Error Messages Are the New Prompts: How We Made Our AI Agent Stop Asking for Help
When your AI agent says "Please try again," it's broken. Here's the pattern that turns tool errors into autonomous fallback directives — with production code you can copy.

Error Messages Are the New Prompts | AI Agent Error Handling
Part 1 of Building Autonomous AI Agents - a series from Karigor AI Labs
TL;DR: In agentic systems, tool error messages are consumed by the LLM, not the user. If you write errors for humans ("Please try again"), your agent stops. If you write errors for the agent (named error type + context + NEXT_ACTIONS + prohibition), it recovers autonomously. Here's the pattern, the code, and a prompt you can copy.
Most AI agents fail silently. When a tool breaks, they apologize and stop, delegating the failure to the user. We fixed this with a pattern we call "error-as-directive": designing tool error messages as structured prompts that make the agent self-correct instead of giving up. Here's how we applied it to our Amazon product research agent, and how you can apply it to any AI agent you're building.
We built an AI agent that researches Amazon products - scrapes competitor listings, analyzes features, and generates optimized product pages. It worked great until Amazon blocked the scraper.
Here's what happened next:
User: Analyze this Amazon product: https://amazon.com/dp/B0EXAMPLE
Agent: I wasn't able to scrape that product page. The URL may be
invalid or the page may be temporarily unavailable.
Please try again or provide a different product URL.The agent had three other tools it could have used. It had enough context to keep going. Instead, it asked the user for help and stopped.
This wasn't a model problem. The agent was smart enough to recover. It just didn't know it was allowed to.
We traced it to two root causes. First, the system prompt had a rule that said "If scraping fails, tell the user." The agent was following instructions. Second, the error message was written for humans - "Please try again" - and the LLM read it as something to relay, not something to act on.
That's when we realized: in agentic systems, error messages aren't read by users. They're read by the model. Every tool return, success or failure, gets injected into the LLM's context window and shapes what it does next.
If you write your errors for humans, the agent behaves like a customer service bot: apologize, suggest the user try again, stop.
If you write your errors for the agent, it behaves like an autonomous system: adapt, fall back, deliver.
Error messages are the new prompts. Design them with the same care you design your system prompt.
How AI Agent Tool Errors Actually Work#
Most AI agents follow the ReAct pattern - reason, act, observe, repeat:
That "receives result" step is the key.
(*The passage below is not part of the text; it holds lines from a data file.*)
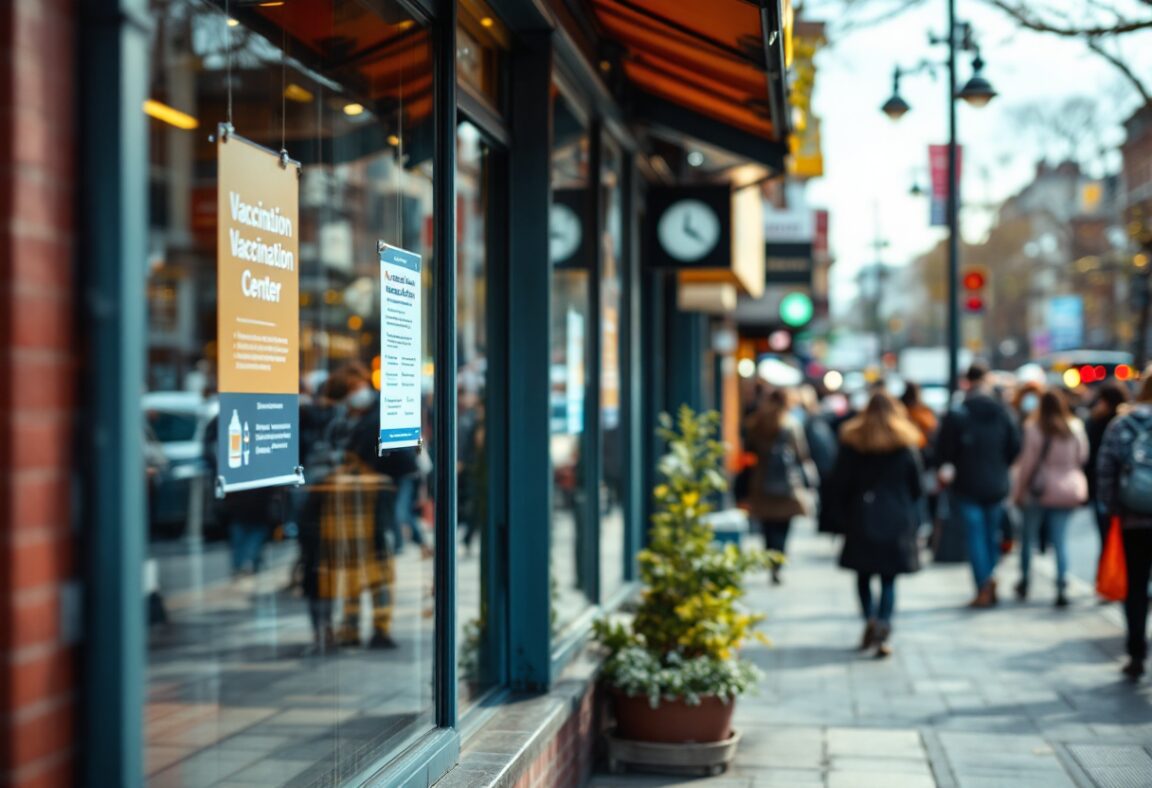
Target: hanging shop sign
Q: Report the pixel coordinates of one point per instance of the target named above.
(401, 334)
(258, 316)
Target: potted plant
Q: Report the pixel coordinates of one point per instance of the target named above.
(674, 668)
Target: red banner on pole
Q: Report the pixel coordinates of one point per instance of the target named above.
(938, 166)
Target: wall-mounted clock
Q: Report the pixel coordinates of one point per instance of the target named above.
(689, 229)
(566, 233)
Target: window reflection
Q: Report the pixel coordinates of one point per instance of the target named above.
(290, 629)
(612, 452)
(474, 562)
(570, 313)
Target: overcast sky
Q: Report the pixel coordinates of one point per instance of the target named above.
(871, 161)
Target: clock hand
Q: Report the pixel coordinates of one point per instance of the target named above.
(689, 230)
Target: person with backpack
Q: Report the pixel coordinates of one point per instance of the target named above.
(1050, 484)
(976, 447)
(1123, 487)
(873, 495)
(783, 472)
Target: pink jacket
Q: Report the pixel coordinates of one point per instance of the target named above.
(1061, 474)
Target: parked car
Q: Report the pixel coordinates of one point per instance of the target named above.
(175, 423)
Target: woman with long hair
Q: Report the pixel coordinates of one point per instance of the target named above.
(1050, 483)
(783, 470)
(874, 495)
(1118, 460)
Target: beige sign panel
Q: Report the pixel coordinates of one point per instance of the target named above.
(258, 270)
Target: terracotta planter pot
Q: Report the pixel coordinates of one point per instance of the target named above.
(673, 721)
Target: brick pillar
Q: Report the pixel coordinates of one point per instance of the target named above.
(37, 392)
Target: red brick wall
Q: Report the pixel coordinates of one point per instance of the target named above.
(37, 389)
(568, 758)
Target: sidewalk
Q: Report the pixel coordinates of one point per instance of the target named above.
(1021, 695)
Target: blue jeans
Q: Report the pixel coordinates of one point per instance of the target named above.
(887, 597)
(247, 545)
(982, 524)
(406, 498)
(1056, 520)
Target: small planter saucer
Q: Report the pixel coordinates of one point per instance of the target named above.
(709, 758)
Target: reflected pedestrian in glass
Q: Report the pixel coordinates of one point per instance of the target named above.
(1050, 484)
(874, 497)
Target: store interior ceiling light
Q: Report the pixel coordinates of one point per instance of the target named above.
(294, 92)
(169, 115)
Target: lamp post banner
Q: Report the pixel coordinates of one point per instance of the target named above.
(258, 316)
(401, 333)
(938, 167)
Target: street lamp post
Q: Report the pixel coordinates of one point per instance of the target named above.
(976, 92)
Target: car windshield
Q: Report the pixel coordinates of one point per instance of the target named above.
(171, 427)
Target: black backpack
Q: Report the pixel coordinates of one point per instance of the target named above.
(781, 472)
(1136, 472)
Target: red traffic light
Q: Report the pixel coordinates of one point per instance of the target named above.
(974, 280)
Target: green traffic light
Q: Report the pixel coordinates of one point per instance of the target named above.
(796, 309)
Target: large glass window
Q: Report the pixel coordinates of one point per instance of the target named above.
(289, 629)
(573, 255)
(612, 335)
(475, 557)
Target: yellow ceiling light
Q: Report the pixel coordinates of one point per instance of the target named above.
(294, 92)
(169, 115)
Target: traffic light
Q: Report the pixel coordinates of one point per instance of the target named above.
(974, 281)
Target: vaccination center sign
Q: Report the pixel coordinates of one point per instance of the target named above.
(258, 316)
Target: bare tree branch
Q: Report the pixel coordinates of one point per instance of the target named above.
(1122, 67)
(1029, 20)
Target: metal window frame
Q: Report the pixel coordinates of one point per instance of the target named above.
(497, 137)
(113, 216)
(529, 348)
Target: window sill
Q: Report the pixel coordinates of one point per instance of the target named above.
(520, 729)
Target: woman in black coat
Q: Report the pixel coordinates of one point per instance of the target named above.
(873, 498)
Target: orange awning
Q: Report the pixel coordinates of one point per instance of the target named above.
(712, 60)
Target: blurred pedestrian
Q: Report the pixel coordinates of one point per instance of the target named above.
(874, 494)
(1050, 484)
(783, 472)
(821, 440)
(977, 446)
(1124, 491)
(1109, 399)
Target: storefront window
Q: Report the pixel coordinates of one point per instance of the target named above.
(474, 561)
(612, 436)
(573, 254)
(289, 628)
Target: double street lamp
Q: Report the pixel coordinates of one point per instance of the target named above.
(977, 92)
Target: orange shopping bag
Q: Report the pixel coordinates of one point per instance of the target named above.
(1112, 575)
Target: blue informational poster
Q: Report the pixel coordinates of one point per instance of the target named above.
(401, 334)
(1066, 321)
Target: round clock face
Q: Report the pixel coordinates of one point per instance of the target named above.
(565, 233)
(689, 229)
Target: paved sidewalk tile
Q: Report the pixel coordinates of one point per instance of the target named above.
(976, 698)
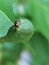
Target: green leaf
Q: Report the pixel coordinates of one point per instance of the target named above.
(40, 45)
(6, 7)
(40, 15)
(5, 24)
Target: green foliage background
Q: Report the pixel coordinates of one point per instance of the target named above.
(38, 45)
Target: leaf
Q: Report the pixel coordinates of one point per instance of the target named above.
(6, 7)
(40, 45)
(5, 24)
(40, 16)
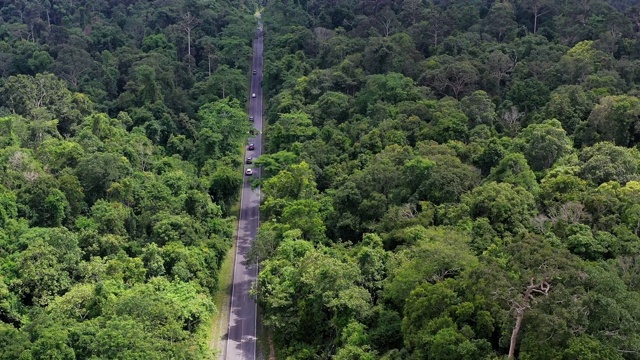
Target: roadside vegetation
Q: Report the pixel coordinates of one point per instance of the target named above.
(121, 124)
(451, 180)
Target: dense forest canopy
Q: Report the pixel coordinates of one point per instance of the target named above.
(451, 179)
(121, 129)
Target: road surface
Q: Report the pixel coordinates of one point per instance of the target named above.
(241, 335)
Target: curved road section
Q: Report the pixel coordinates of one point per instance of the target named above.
(241, 335)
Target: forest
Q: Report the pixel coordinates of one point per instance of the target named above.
(444, 179)
(451, 179)
(122, 125)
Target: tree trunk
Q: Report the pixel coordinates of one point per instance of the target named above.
(514, 334)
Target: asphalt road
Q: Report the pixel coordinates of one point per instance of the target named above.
(241, 335)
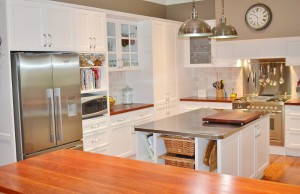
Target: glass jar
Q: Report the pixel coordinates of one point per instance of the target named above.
(127, 95)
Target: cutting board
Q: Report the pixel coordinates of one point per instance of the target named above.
(232, 117)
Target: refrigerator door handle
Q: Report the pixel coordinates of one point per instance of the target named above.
(52, 121)
(59, 113)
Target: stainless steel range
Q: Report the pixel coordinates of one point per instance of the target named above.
(266, 86)
(274, 106)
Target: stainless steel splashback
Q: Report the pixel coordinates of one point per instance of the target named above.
(266, 77)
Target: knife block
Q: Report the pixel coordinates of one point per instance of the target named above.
(220, 93)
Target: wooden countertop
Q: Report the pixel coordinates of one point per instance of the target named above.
(295, 102)
(206, 99)
(121, 108)
(74, 171)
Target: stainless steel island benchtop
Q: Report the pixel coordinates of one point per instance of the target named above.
(191, 124)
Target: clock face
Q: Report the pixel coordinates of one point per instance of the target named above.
(258, 16)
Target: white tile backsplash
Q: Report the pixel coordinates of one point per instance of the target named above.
(205, 77)
(117, 81)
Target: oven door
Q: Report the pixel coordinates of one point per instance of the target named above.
(93, 106)
(276, 135)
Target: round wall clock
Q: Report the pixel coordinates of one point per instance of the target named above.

Whether the tool succeeded or failed, the return value goes straight into the context window. The LLM doesn't distinguish between "tool output" and "instruction." It's all tokens.
This is what the industry does with tool failures today:
| Approach | What happens | Result |
|---|---|---|
| Retry (most frameworks) | Rerun the same tool | Same failure if root cause persists |
| Error as observation (LangChain, CrewAI) | Surface error text to the LLM | LLM sees the error but may not know what to do |
| Conditional routing (LangGraph) | Graph edges route to fallback nodes | Requires pre-built graph architecture |
| Error as directive (our pattern) | Error return contains explicit next steps | Agent follows structured fallback autonomously |
Our approach, error as directive, makes the agent self-correcting by design.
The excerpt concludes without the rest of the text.